If you are not established enough
Although VCs understandably try to invest in startups as early as possible, that doesn't mean you should approach one the second you register your company. You need to get a bit more time, experience and hard knocks under your belt first. At least that's what David J Brown, founder and CEO of tech firm Ve Interactive suggests.
"For any business which is not ready or doesn't have a regularised business - which is not already proven with many cycles behind it - a VC will often see some of those things as a failure, and start to impose different controls and measures, and very quickly the innovation and agility of a business can be crushed," he says.

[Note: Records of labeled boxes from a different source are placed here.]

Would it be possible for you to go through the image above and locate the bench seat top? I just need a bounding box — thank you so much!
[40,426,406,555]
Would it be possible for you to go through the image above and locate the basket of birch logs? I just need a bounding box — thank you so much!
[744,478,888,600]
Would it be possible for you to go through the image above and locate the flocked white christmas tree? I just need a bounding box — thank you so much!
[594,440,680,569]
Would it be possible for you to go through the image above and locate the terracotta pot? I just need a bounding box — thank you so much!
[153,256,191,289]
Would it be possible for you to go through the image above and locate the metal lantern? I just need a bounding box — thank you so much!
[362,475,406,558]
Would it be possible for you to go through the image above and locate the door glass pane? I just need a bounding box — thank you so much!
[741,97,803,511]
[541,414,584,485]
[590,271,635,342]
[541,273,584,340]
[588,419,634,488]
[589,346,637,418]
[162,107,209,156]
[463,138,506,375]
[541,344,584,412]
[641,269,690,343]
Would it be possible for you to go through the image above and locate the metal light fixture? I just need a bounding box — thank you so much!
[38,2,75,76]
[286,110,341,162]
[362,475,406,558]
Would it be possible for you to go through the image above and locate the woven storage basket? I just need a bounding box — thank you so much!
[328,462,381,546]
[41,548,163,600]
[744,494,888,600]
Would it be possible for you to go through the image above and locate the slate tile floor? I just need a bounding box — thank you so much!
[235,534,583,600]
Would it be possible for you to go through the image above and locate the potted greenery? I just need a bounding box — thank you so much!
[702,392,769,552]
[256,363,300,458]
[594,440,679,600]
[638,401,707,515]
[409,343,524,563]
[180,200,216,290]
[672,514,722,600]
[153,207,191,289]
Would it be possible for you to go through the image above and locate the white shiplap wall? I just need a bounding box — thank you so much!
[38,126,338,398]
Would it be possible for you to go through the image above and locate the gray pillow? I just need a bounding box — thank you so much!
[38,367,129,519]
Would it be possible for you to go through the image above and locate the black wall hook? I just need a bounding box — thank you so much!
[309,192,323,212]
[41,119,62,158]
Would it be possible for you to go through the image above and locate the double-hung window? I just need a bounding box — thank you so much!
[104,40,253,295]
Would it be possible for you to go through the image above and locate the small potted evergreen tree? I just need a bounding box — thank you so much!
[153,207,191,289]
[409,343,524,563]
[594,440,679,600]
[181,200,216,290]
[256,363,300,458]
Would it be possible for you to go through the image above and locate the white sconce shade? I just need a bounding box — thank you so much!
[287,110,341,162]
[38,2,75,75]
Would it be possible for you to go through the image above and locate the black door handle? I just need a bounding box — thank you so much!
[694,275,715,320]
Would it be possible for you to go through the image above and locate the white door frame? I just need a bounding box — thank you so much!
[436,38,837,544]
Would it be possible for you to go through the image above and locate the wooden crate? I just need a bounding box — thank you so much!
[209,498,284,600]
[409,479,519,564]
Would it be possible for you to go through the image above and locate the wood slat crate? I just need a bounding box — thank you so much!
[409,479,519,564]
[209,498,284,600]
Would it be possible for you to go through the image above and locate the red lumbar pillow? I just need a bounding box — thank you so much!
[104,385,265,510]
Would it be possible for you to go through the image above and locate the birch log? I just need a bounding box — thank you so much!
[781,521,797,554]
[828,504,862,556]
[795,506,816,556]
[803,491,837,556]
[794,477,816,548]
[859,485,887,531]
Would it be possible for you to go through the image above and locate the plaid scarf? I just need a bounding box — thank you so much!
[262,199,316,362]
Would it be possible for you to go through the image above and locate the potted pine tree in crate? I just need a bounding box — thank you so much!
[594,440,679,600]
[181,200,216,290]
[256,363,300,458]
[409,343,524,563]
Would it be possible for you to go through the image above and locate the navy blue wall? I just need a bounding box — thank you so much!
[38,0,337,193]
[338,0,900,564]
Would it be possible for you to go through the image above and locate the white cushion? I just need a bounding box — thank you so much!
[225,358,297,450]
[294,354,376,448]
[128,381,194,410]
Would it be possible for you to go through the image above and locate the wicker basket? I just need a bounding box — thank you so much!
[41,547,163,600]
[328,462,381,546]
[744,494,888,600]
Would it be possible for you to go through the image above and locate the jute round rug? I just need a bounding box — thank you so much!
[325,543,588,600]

Finally...it is normal to avoid VC funding
There is sometimes a mismatch between VC and founder expectations when they enter into discussions, and it is neither 'good' nor 'bad' to take VC funding, according to Golden at Partech Ventures.
"It would avoid a lot of friction between VCs and entrepreneurs if everyone was clearer when it is and is not appropriate to go to a VC. A lot of entrepreneurs are very disappointed dealing with VCs: they waste a lot of time and get no interest," he says.
The best way to explain this is to consider how the VC business model actually works. If the startup raises a small £1 million round from VCs early on, there is already an expectation that there will eventually be a £100 million exit, according to Golden.
"If you believe you can do that, go to a VC. But if you can't, don't as a good VC will not invest. It is just the maths," he explains.